Developer(s) | IBM |
---|---|
Operating system | Cross-platform |
Available in | Multilingual |
Type | Software development |
License | Proprietary |
Website | www-306 |
VisualAge was the name of a family of computer integrated development environments from IBM, which included support for multiple programming languages. VisualAge was first released in the 1980s and was still available in 2011. VisualAge was also marketed as “VisualAge Smalltalk”. IBM has stated that XL C/C++ is the 'follow-on' product to VisualAge.
VisualAge was born in the IBM development lab in Cary, North Carolina, which was established in 1984 and had responsibility for application development tools. The EZ-VU dialog manager product, a personal computer derivative of the user interface elements of the ISPF 327x product was one of the first products in this family. The lab also had a group which was one of the early adopters of object-oriented programming technologies within IBM using an internally developed language called ClassC to develop applications with more sophisticated graphical user interfaces which were just starting to be widely available.

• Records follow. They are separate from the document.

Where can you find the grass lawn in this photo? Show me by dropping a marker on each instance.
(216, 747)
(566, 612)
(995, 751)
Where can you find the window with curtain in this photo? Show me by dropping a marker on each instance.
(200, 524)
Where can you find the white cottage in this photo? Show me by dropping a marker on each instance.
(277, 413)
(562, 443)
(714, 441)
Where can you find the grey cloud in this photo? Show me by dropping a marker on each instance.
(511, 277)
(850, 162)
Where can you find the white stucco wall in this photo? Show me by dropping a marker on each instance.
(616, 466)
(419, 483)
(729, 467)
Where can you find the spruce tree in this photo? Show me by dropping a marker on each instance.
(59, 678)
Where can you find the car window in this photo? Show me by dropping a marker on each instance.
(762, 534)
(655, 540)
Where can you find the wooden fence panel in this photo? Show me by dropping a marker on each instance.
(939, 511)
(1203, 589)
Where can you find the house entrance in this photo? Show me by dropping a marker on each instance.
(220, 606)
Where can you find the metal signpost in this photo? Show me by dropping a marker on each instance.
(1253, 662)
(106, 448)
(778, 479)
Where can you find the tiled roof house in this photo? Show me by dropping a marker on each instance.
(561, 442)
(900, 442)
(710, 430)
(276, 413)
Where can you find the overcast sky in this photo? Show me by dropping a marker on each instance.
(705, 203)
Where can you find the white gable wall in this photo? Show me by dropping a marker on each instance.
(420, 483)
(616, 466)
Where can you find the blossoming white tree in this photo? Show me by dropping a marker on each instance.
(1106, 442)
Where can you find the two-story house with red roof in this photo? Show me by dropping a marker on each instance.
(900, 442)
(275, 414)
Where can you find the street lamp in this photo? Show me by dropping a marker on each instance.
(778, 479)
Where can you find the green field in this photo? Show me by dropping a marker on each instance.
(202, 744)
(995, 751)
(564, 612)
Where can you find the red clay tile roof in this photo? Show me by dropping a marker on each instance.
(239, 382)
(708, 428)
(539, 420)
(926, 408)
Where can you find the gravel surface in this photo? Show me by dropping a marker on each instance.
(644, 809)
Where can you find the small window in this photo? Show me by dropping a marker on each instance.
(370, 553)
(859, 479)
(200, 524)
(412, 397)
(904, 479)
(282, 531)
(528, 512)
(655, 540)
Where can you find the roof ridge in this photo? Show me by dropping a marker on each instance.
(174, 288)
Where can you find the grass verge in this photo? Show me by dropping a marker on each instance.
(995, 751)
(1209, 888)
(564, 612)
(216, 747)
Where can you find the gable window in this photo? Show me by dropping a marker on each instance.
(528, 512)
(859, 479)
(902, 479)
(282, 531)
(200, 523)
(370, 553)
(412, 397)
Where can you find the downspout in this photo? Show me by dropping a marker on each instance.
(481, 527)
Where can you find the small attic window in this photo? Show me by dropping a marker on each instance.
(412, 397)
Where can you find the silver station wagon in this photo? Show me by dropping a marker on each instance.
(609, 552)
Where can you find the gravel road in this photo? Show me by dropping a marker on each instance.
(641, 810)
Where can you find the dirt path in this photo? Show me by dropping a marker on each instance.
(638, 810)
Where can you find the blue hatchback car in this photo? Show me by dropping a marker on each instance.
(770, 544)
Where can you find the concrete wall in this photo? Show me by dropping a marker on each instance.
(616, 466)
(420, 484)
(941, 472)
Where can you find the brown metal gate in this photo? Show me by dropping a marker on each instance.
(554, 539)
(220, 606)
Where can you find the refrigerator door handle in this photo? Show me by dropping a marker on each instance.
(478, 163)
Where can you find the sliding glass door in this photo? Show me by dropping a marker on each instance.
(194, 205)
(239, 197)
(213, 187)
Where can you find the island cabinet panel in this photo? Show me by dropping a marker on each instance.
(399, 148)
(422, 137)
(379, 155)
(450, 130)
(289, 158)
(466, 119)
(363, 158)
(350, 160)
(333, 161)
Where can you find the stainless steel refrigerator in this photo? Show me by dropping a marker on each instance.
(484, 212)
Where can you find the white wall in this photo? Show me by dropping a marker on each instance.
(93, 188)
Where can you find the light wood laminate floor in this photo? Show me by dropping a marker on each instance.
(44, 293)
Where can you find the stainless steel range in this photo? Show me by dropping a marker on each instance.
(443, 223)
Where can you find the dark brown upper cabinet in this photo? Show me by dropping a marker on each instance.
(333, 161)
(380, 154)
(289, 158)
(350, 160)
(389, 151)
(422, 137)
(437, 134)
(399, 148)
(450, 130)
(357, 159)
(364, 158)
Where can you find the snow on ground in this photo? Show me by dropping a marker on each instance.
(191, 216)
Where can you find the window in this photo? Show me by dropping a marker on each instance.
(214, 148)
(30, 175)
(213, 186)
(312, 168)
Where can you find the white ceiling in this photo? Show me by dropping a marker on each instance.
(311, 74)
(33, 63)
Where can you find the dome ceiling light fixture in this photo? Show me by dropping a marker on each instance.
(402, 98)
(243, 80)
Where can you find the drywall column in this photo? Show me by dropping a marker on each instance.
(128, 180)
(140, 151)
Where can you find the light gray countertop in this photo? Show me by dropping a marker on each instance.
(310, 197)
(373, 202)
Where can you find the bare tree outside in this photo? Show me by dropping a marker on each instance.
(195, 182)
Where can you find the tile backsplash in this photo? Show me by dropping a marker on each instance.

Eventually, the availability of usable implementations of Smalltalk for IBM PC-AT class machines allowed IBM advanced technology projects to experiment with Smalltalk. At about the same time, visual interface construction tools were coming up on the radar screens. Smalltalk research projects such as InterCons by David N. Smith of IBM, and Fabrik by a team at Apple led by Dan Ingalls were building interactive graphical applications built from composition of graphical primitives. Higher level construction of user interfaces was evidenced by other tools such as Jean-Marie Hullot's interface builder first done in Lisp and then evolved to become the Interface Builder tool in NeXTStep, and later Mac OS X, which allowed for building user interfaces by WYSIWYG composition of UI widgets which could be "wired" to each other and to application logic written in Objective-C.